I can 100% confirm this is a major and painful issue to track down. It took me weeks to figure out why my system stopped booting with some newer kernels (which were actually innocent). It turns out the update of the package device-mapper-persistent-data to version 1.0 from version 0.9 breaks the boot on my system because I had a thin pool in need of repair, but there was no information about this at all, I could only see that some of my LVM volumes (the one in the affected thin pool, so all of them except swap) were not active. Please note that booting with an older kernel and an older initramfs using the older version of device-mapper-persistent-data was booting the system successfully. Adding adding `--auto-repair` to `thin_check_options` in `/etc/lvm/lvm.conf`, as suggested, and regenerating the initramfs made the system bootable again. If automatic repair is not desired an error message should be displayed pointing to the thinpool issue, eliminating the guess game. Thank you so much for the --auto-repair hint. Kind regards.
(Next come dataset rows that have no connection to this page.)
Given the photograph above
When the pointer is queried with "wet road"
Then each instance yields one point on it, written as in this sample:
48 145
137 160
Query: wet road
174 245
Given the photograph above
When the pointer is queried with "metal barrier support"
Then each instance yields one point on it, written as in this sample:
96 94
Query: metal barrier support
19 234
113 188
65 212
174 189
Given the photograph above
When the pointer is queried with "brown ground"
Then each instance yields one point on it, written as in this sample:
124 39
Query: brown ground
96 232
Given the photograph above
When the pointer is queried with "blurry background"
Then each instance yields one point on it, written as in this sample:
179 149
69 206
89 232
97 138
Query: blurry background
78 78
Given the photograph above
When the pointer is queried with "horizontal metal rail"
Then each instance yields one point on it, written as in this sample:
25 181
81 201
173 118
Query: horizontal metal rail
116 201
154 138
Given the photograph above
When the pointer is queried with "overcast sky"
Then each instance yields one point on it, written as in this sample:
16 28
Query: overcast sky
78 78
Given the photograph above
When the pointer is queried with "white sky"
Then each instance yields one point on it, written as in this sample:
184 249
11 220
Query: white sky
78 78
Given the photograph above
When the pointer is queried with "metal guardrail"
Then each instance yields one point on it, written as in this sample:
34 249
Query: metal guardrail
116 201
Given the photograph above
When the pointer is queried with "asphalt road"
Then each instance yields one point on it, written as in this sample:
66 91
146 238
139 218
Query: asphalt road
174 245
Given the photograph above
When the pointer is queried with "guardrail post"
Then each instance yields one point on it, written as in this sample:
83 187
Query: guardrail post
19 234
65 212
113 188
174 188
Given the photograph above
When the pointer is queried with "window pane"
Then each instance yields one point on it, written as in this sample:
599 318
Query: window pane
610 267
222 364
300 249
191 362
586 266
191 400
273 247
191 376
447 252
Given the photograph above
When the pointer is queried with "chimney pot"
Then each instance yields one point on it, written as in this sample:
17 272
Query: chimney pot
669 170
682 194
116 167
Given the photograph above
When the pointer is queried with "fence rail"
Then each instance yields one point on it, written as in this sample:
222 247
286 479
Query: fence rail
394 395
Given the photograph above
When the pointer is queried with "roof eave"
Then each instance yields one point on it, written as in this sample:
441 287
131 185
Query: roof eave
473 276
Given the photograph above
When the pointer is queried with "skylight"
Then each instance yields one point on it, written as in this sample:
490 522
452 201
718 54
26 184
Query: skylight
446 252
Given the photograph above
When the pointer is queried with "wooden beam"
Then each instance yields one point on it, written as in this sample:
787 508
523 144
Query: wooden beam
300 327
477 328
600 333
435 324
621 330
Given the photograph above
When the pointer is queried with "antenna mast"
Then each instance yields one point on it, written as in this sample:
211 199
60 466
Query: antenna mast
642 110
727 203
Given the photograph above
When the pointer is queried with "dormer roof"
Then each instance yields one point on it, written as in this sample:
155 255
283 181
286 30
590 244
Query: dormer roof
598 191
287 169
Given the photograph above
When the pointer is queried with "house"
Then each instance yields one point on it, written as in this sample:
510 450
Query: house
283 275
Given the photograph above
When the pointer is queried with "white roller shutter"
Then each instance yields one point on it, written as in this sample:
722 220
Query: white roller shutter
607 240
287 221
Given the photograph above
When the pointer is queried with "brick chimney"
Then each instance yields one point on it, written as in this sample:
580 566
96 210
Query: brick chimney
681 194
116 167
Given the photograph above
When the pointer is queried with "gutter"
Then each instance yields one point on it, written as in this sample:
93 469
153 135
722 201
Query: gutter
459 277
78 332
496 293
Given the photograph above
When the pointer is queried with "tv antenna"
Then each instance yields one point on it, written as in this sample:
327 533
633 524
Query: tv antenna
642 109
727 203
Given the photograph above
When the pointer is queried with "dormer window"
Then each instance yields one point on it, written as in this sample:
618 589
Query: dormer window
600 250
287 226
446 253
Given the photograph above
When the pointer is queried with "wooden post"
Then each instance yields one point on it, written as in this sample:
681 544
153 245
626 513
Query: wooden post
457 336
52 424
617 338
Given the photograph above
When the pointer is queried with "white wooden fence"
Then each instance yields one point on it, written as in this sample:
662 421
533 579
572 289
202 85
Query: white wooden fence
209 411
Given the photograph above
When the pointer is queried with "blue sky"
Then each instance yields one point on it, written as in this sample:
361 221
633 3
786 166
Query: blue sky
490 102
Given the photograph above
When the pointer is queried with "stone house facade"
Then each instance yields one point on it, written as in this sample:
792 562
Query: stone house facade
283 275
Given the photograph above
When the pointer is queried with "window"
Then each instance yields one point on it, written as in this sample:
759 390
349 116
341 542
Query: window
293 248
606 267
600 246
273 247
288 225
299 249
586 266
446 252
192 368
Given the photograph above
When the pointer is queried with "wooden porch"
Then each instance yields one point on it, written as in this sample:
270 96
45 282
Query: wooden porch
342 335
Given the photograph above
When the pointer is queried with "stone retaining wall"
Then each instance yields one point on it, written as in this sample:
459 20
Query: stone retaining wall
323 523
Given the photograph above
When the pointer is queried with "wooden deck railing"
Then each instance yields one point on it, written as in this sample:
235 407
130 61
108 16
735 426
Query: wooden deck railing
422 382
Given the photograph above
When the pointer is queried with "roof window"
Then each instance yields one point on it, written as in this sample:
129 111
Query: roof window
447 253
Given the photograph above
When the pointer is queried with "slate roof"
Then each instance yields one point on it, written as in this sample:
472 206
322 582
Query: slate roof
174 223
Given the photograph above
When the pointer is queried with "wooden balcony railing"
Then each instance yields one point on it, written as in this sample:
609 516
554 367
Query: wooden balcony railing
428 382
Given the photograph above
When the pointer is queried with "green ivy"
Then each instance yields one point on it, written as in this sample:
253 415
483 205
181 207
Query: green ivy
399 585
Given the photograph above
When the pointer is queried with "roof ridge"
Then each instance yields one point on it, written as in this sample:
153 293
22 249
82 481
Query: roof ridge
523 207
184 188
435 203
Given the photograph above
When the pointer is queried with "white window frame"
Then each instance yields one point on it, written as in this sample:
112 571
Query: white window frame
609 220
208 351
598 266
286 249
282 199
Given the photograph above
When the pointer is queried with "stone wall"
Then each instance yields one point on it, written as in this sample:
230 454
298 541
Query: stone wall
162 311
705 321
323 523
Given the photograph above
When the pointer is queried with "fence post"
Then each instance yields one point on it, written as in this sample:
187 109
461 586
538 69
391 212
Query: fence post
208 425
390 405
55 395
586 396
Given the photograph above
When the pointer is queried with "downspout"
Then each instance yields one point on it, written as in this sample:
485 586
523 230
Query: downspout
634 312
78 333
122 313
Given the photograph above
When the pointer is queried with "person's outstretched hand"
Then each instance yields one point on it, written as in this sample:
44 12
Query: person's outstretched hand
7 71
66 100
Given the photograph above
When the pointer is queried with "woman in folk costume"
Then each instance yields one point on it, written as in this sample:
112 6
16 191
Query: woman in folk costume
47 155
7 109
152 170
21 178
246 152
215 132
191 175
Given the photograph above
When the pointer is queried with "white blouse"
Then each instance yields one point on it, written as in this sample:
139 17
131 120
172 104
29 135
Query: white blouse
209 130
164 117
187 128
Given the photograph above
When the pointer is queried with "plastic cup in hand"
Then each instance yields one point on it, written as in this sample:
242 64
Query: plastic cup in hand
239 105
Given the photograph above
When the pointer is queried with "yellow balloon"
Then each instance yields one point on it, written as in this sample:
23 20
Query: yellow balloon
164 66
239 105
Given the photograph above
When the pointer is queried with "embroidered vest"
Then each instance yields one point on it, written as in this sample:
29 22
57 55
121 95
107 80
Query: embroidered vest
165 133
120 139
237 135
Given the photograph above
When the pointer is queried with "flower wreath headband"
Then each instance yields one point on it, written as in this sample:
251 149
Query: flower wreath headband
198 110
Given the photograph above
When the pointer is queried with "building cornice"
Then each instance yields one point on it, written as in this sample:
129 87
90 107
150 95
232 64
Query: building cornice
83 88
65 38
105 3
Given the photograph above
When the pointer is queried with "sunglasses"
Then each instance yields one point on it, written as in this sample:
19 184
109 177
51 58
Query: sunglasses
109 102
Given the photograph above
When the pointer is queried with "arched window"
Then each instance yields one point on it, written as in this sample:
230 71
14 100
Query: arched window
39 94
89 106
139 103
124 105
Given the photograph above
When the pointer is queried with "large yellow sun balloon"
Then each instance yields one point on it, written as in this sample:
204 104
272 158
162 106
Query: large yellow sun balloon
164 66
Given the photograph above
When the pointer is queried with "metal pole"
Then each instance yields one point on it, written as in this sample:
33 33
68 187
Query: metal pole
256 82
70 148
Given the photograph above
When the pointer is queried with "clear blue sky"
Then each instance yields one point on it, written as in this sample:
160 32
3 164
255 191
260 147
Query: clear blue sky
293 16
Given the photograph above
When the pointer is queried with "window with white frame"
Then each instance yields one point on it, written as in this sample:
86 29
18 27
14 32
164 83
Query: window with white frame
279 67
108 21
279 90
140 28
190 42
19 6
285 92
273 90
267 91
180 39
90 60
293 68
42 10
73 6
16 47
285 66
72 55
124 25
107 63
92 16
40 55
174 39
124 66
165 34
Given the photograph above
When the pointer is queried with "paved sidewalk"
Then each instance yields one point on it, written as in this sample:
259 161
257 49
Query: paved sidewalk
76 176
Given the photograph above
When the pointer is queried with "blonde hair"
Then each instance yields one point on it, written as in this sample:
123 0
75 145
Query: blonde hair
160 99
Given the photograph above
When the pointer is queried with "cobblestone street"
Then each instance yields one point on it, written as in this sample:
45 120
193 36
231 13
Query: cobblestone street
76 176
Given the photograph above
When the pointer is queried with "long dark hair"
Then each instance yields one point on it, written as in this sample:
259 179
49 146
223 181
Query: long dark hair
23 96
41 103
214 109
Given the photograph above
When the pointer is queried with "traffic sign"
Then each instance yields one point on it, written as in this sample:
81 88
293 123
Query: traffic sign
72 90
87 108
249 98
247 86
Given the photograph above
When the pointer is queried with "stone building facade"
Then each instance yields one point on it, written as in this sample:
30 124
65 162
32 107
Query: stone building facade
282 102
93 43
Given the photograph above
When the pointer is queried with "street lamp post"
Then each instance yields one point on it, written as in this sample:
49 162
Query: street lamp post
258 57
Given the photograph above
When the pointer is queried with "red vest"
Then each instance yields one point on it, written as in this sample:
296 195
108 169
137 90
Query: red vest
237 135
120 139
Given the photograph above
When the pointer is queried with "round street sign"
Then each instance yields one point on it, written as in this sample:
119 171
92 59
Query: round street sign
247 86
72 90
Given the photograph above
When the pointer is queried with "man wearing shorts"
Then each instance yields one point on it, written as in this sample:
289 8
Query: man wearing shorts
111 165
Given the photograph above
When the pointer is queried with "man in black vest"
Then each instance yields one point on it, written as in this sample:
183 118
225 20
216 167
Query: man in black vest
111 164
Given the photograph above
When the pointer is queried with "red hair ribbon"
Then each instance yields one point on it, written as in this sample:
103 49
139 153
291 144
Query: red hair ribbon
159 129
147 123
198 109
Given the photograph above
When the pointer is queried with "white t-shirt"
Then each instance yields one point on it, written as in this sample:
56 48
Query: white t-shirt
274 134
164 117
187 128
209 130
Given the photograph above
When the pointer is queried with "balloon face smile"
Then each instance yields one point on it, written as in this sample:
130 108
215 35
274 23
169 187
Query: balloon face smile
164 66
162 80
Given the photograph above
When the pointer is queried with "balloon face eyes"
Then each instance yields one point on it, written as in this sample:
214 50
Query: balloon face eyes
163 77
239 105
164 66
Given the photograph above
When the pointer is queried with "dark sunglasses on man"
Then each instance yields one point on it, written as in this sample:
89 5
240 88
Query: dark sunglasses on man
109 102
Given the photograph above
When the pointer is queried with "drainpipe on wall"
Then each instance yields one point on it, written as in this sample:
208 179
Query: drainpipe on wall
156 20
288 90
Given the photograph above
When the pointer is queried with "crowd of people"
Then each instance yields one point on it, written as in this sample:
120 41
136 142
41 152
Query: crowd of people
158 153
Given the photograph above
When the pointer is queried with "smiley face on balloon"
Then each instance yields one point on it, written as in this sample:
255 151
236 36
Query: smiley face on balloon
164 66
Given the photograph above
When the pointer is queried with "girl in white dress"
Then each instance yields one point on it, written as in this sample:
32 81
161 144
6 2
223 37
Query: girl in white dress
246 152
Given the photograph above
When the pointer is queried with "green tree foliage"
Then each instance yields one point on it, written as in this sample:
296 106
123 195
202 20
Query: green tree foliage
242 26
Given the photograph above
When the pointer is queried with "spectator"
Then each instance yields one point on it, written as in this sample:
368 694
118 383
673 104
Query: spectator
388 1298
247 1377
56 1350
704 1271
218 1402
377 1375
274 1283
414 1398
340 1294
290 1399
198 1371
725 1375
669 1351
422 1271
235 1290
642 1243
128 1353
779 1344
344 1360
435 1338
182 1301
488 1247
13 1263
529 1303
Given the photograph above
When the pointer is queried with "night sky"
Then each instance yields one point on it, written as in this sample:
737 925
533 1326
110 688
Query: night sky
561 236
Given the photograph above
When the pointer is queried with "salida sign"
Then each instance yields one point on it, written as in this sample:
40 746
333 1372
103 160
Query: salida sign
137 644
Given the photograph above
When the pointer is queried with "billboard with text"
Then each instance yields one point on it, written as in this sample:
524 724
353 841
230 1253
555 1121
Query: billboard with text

Did the --auto-repair hint come from the mailing list?
(In reply to Jonathan Earl Brassow from comment #3) > Did the --auto-repair hint come from the mailing list? It came from the first comment of this bug report, from Eric, which he got from the github link the posted in the same comment. That github issue also suggest that distributions should set --auto-repair by default, as now thin_check does more comprehensive checks on the metadata and might return non zero even if you just have some leaked blocks (which was my case) and can be automatically repaired safely. The problem when the repair cannot be done automatically still remains, it's not very clear why the boot process is failing. You are only told, after a very long time, that your root volume is not appearing.
(In reply to Enrico Tagliavini from comment #4) > The problem when the repair cannot be done automatically still remains, it's > not very clear why the boot process is failing. You are only told, after a > very long time, that your root volume is not appearing. Sorry for the inconvenience. We had addressed this issue in device-mapper-persistent-data v1.0.9 to fixed the leaked blocks with default lvm options (-q --clear-needs-check-flag). Users no longer need to set the --auto-repair option manually if the "thin_check_options" in lvm.conf is not explicitly set. This approach also ensures compatibility between lvm and older versions of thin_check, thus users are free to downgrade the device-mapper-persistent-data to versions prior to v0.9.0, where the --auto-repair option is not available. Here's the [patch link](https://github.com/jthornber/thin-provisioning-tools/commit/eb28ab94b2). I hope this patch solves your issue. If you have any further questions or suggestions, let me know.
This happened on another one of my machines, but it's not booting, even with --auto-repair. Thin_check reports: root@enrico-desktop ~ # thin_check /dev/mapper/vg_enricossd-pool00 bad checksum in superblock root@enrico-desktop ~ # thin_check /dev/mapper/vg_enricohdd-hddpool00 bad checksum in superblock Booting the older kernel with the older initramfs works without issues. I tried to regenerate the initramfs with dracut and even reinstalled the kernel. The timestamp of the initarmfs is from now, it should have the updated lvm.conf.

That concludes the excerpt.